Israel has struck increasingly deeper into Lebanon, while the Iran-backed Hezbollah movement has stepped up rocket fire and drone attacks on Israeli military bases across the border.
The violence has fueled fears of all-out conflict between Hezbollah and Israel, which last went to war in 2006.
On Thursday Lebanese state media and a Hezbollah source said one person was wounded in an Israeli drone attack on a fuel truck near Baalbek, the latest such incident away from the southern border.
In other regional fallout, US-led coalition forces shot down an anti-ship missile launched by Yemen's Iran-backed Houthi rebels, American authorities said on Thursday.
The Israeli military on Thursday said its aircraft had struck more than 30 Hamas targets across Gaza over the previous day.
Witnesses reported clashes between militants and Israeli troops near the Nuseirat refugee camp in central Gaza, as the world's attention is increasingly focused further south, on Rafah.
Netanyahu in early April gave no details but said "there is a date" for the Rafah operation, over which the United States and others have expressed grave concern because of the concentration of civilians there.
Citing Egyptian officials briefed on Israeli plans, The Wall Street Journal has said Israel was planning to move civilians to nearby Khan Yunis over a period of two to three weeks, before gradually sending in troops.
The hostage in the video released on Hamas's official Telegram account identified himself as Hersh Goldberg-Polin, 23.
In the video, the authenticity of which AFP has not been able to independently verify, Goldberg-Polin was missing a hand, a wound he suffered during his capture.
In an apparent reference to Jewish Passover which began this week, Goldberg-Polin, likely speaking under duress, told Israeli government members that "while you sit and have holiday meals with your families, think of us, the hostages, who are still here in hell".
Hostage supporters and anti-government demonstrators have intensified protests -- including again on Wednesday night in Jerusalem -- for the government to reach a deal that would free the captives, accusing Netanyahu of prolonging the war.
The European Union, the UN rights office and the White House have called for a probe into mass graves found at Gaza's two biggest hospitals after Israeli raids.

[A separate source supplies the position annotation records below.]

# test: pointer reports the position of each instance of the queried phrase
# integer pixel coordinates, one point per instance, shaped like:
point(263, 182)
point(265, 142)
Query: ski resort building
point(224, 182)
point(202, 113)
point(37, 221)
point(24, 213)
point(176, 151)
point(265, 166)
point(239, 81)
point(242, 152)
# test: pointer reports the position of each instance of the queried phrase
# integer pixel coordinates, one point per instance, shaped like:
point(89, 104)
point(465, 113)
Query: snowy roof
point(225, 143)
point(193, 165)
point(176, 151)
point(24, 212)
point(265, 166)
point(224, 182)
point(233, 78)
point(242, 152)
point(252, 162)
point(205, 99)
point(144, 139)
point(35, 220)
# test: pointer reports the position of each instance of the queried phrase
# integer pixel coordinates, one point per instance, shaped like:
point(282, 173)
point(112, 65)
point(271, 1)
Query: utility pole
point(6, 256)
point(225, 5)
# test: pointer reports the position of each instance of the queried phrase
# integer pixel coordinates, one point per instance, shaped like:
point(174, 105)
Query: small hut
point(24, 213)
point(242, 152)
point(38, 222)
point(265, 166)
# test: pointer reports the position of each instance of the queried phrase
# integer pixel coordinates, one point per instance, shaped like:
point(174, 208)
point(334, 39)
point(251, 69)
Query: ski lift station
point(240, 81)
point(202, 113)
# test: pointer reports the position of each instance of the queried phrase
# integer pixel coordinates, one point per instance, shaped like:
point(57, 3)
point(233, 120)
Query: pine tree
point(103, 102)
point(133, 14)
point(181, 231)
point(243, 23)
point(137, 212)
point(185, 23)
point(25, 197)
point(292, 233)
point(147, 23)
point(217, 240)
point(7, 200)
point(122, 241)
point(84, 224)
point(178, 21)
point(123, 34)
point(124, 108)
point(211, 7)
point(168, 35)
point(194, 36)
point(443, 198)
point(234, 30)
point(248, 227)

"We want answers," US National Security Advisor Jake Sullivan said on Wednesday. "We want to see this thoroughly and transparently investigated."
Gaza's Civil Defense agency said nearly 340 bodies were uncovered at Nasser Hospital in Khan Yunis city.
Israeli army spokesman Major Nadav Shoshani said on X that "the grave in question was dug -- by Gazans -- a few months ago".
The Israeli army acknowledged that "corpses buried by Palestinians" had been examined by soldiers searching for hostages, but did not directly address allegations that Israeli troops were behind the killings.